Strona:Juliusz Verne - Bez przewrotu.pdf/8

Z Wikiźródeł, wolnej biblioteki
Ta strona została przepisana.

— Wszelkich zdolności?.. Nie, mistress Scorbitt. A jednak, wybacz, że zwrócę twą uwagę na to, że od stworzenia świata nie pojawiła się ani jedna kobieta, której byśmy zawdzięczali odkrycie równej doniosłości, co odkrycia Arystotelesa, Euklidesa, Keplera i Laplace’a w zakresie naukowym.
— Czy to jest powodem, byśmy z przeszłości robili wnioski na przyszłość?
— Hm! to, co się nie stało w ciągu tysięcy lat, nie stanie się już nigdy... zapewne.
— Widzę, że musimy zgodzić się z naszym losem, panie Maston, i że jesteśmy tylko dobre do tego...
— Aby być dobremi! — zakończył J. T. Maston.
Te ostatnie słowa wypowiedział z tą zalotną galanteryą, na jaką może się zdobyć uczony, algebrą naładowany.

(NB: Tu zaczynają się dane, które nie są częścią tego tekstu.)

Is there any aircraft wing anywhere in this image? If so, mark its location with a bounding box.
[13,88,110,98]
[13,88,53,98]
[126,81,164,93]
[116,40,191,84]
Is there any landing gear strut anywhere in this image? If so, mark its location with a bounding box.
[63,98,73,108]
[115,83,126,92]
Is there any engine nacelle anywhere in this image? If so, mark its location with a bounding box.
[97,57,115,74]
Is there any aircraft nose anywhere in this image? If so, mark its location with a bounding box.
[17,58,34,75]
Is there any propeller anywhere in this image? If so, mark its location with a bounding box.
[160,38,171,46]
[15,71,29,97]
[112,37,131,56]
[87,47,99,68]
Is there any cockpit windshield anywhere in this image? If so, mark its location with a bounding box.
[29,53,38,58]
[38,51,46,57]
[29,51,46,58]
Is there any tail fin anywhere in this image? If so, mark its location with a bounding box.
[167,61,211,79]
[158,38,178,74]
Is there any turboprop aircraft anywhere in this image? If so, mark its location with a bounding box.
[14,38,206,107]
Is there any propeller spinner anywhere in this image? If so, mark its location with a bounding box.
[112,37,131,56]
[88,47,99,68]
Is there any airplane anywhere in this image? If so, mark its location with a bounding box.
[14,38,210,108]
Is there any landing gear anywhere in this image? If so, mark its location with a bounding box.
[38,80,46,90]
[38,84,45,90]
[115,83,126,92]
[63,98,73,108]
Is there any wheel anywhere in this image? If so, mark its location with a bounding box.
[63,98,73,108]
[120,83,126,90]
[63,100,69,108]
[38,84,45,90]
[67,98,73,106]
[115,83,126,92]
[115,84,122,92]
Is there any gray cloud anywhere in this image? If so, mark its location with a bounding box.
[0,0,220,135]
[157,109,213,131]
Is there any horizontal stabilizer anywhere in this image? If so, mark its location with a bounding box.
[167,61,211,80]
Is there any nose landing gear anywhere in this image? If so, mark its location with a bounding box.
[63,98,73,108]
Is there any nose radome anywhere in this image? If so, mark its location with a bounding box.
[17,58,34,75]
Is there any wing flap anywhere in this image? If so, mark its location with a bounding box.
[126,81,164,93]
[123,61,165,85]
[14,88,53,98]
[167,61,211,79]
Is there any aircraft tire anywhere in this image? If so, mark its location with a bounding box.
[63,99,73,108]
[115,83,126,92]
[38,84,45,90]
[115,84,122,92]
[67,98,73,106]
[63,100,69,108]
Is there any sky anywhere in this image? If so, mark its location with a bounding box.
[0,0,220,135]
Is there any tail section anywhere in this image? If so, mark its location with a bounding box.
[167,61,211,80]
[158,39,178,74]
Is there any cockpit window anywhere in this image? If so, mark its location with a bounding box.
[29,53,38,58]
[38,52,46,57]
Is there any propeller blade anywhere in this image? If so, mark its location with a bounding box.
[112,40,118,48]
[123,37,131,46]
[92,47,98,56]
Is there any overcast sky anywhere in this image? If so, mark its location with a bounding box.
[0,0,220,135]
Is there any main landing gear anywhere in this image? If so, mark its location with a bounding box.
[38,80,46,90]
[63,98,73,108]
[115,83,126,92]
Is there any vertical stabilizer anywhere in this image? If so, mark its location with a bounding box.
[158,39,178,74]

Zresztą mistress Evangelina Scorbitt gotową była poprzestać na tem.
— A więc! panie Maston — rzekła po chwili, — każdy ma sobie zakreślone granice rodzajów pracy na tym świecie. Pozostań pan znakomitym matematykiem, jakim jesteś. Oddaj się cały bezpodzielnie zagadnieniom tego wielkiego dzieła, któremu ty i twoi przyjaciele poświęciliście swoje egzystencyę. Ja będę tą „dobrą kobietą,“ którą być winnam, przynosząc mu pieniężne poparcie...
— Za które przechowamy dla pani niewygasłą wdzięczność — odrzekł J. T. Maston.